The present study investigated the role of Notch3 in regulating self-renewal by assessing the sphere formation ability. It was found that Notch3 knockdown led to a decrease in spheroid formation in A549 cells after TGF-β1 stimulation, Compared with control cells. By contrast, N3ICD overexpression resulted in an increased number of spheroids following TGF-β1 stimulation (Fig. 7A). Additionally, WB showed that overexpression of Notch3 markedly enhanced the TGF-β1-induced upregulation of stemness markers. However, inhibition of Notch3 expression markedly reduced the TGF-β1-induced increase in stemness marker expression (Fig. 7B). These results strongly suggest that Notch3 positively regulates the stemness of lung cancer cells through TGF-β1.

To confirm whether Notch3 expression could inhibit the tumorigenesis of lung cells in vivo, A549 cells infected with a specific shRNA targeting Notch3 or a mock shRNA control were implanted into BALB/c nude mice and TGF-β1 was injected intraperitoneally as described in the Materials and methods section. The tumor volume was examined every 7 days. Compared with the control group, the TGF-β1 group demonstrated an increase in tumor volume, whereas a decreased tumor volume was observed in the Sh-Notch3 group. After 35 days, the xenografts were exercised from the mice and similar changes in tumor volume and weight were observed. These findings suggested that Notch3 antagonized TGF-β1-induced tumor growth (Fig. 8A).
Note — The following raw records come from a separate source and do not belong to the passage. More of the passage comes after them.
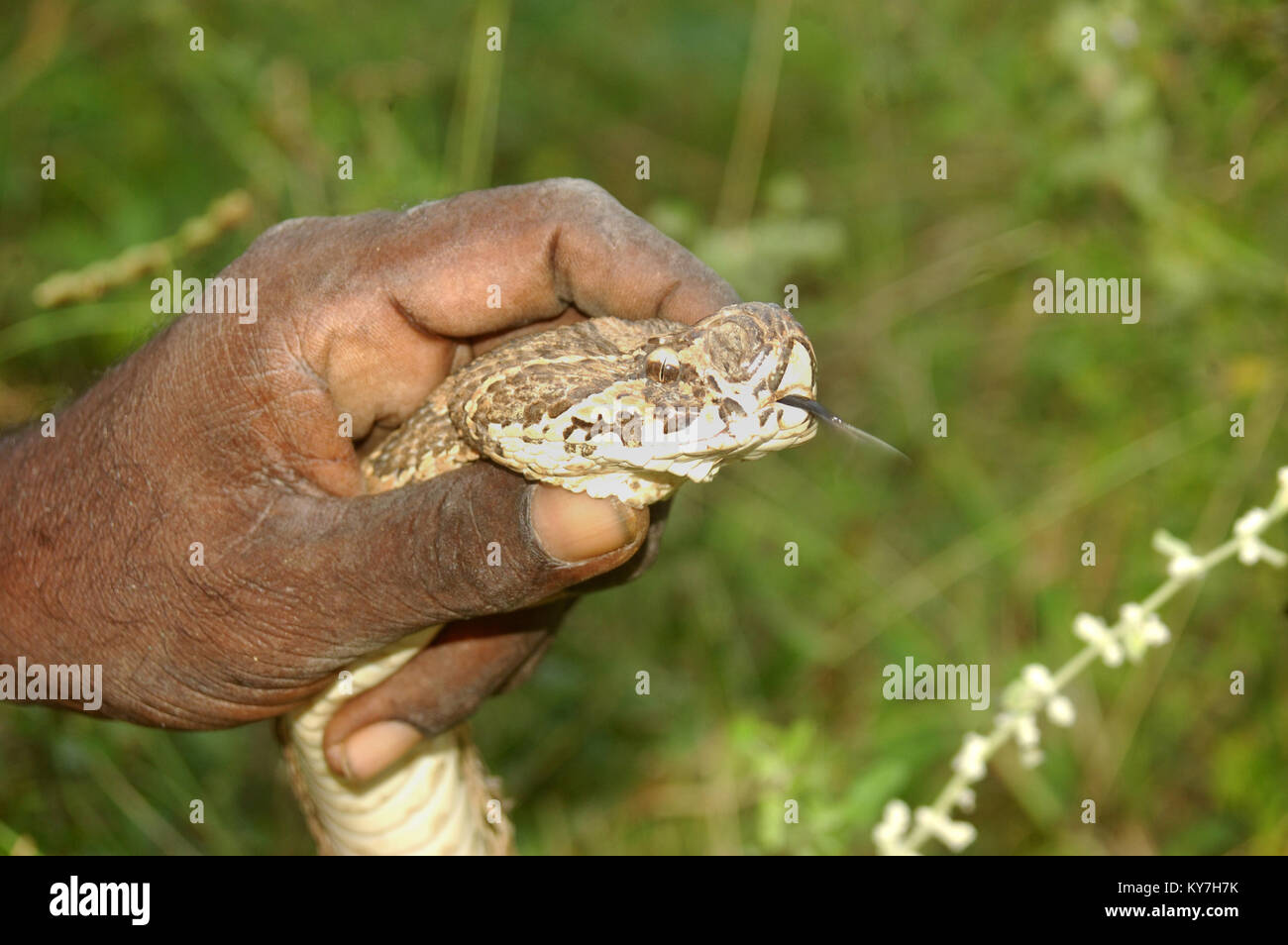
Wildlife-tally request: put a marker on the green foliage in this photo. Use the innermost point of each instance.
(917, 292)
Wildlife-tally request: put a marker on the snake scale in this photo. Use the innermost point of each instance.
(608, 407)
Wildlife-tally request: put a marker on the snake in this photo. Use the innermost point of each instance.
(610, 407)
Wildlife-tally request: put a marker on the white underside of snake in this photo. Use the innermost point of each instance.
(608, 407)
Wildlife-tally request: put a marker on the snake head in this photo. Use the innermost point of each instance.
(632, 409)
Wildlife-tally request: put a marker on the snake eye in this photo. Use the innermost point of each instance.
(662, 365)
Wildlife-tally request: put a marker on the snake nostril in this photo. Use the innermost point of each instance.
(730, 409)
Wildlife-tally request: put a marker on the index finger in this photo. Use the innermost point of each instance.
(498, 259)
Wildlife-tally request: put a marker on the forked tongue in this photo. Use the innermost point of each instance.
(837, 424)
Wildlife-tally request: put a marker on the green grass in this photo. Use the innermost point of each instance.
(917, 292)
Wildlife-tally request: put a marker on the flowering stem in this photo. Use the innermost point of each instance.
(1136, 630)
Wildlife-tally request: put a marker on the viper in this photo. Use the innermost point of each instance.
(609, 407)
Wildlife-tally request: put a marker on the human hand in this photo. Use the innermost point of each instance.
(230, 435)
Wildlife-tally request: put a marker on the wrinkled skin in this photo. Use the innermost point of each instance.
(227, 434)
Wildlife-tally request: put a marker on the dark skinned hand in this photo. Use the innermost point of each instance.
(230, 435)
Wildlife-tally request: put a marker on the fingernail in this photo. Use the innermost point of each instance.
(370, 751)
(574, 527)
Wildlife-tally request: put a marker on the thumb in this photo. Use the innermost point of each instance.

The protein expression levels of E-Cadherin, VIM, CD133, CD44 and Ki-67 in the transplanted tumor tissues were assessed using immunohistochemistry. Sh-Notch3 reduced the protein levels of VIM, Ki-67, CD44 and CD133 and increased E-Cadherin expression. By contrast, the TGF-β1 group exhibited the opposite effects. Notably, sh-Notch3 reversed the inhibitory effect of TGF-β1 on E-Cadherin expression and attenuated the TGF-β1-induced upregulation of VIM, CD44, CD133 and Ki-67 (Fig. 8B). Next, a metastatic model was established by injecting A549 cells via the tail vein of the mice, followed by intraperitoneal TGF-β1 injection. Compared with the negative control group, the Notch3 knockdown group exhibited a decrease in the number of lung metastatic nodules, while TGF-β1 induction markedly increased the number of metastatic nodules. Interestingly, Notch3 knockdown decreased the number of TGF-β1-induced lung metastatic nodules (Fig. 8C). These results confirm that Notch3 knockdown inhibits TGF-β1-induced tumorigenesis and metastasis of A549 cells in vivo.